For years, I’d literally stand over my children and my parents and a few others and make them take a bite of black eyed peas – in the form of Texas caviar – for good luck in the New Year, whether they liked black eyed peas or not, whether they were hungry or not. Then I slacked off a little – I stopped running all over town delivering them (I’d just call everyone and make sure they had a bite of a black eyed pea somewhere). Which was okay, until one year a couple of years ago I forgot to make them altogether. My children were not happy. And that totally surprised me, because this was one of those things that I didn’t think they noticed too much.
Now I know. And I’ve vowed that we will always have black eyed peas, Texas caviar – this very version – at the beginning of the year. For luck. To keep my children happy. To perpetuate tradition. And also because they taste pretty darn good.
Wishing you a happy, healthy New Year filled with good health – and good luck!

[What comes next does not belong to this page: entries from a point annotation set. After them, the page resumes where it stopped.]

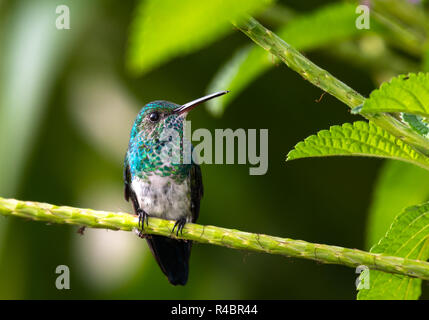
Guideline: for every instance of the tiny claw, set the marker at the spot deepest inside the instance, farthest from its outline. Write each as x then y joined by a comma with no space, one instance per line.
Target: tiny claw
180,224
143,216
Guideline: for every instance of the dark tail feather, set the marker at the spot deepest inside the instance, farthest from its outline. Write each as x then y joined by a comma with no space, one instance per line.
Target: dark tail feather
172,256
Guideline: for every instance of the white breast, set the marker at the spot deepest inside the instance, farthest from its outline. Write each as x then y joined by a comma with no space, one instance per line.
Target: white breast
162,197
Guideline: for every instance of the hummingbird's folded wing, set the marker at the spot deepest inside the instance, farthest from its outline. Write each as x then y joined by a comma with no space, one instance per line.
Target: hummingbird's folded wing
196,190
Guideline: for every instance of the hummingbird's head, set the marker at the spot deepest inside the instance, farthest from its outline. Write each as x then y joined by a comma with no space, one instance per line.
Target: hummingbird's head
158,116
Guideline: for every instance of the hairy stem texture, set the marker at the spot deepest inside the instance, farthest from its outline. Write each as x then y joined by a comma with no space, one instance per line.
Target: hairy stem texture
230,238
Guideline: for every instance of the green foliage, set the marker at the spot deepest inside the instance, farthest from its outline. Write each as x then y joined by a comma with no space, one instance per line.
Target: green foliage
408,237
405,93
399,185
357,139
325,26
163,29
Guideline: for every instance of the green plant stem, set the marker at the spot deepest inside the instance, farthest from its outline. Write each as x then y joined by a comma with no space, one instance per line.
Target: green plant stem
326,81
214,235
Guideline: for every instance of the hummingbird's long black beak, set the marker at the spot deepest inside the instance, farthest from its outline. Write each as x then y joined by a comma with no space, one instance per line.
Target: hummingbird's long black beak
191,105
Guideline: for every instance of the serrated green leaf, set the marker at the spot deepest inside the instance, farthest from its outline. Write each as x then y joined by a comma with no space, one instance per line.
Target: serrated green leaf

2 11-ounce containers fresh black eyed peas
1 red bell pepper, chopped
1 fresh jalapeño, diced
½ bunch cilantro, chopped
1 16-ounce bag frozen corn, defrosted
Juice of 1 lime
2 tablespoons red wine vinegar
1 teaspoon salt
¾ teaspoon pepper
¼ teaspoon crushed red pepper
¼ cup olive oil
Bring 5 cups of water to a boil. Add black eyed peas, return to a boil, and cook for 8 minutes. Drain the peas. Mix the peas, bell pepper, scallions, jalapeño, cilantro and corn together in a large bowl. In a small bowl, mix the lime juice, vinegar, salt, pepper and red pepper. Whisk in the olive oil. Pour the dressing over the warm black eyed peas and other vegetables. Taste for seasoning – you may want to add extra salt and pepper or red pepper, or maybe a little extra jalapeño. Let the salad sit for at least 30 minutes before serving, or keep it for a couple of days in the fridge.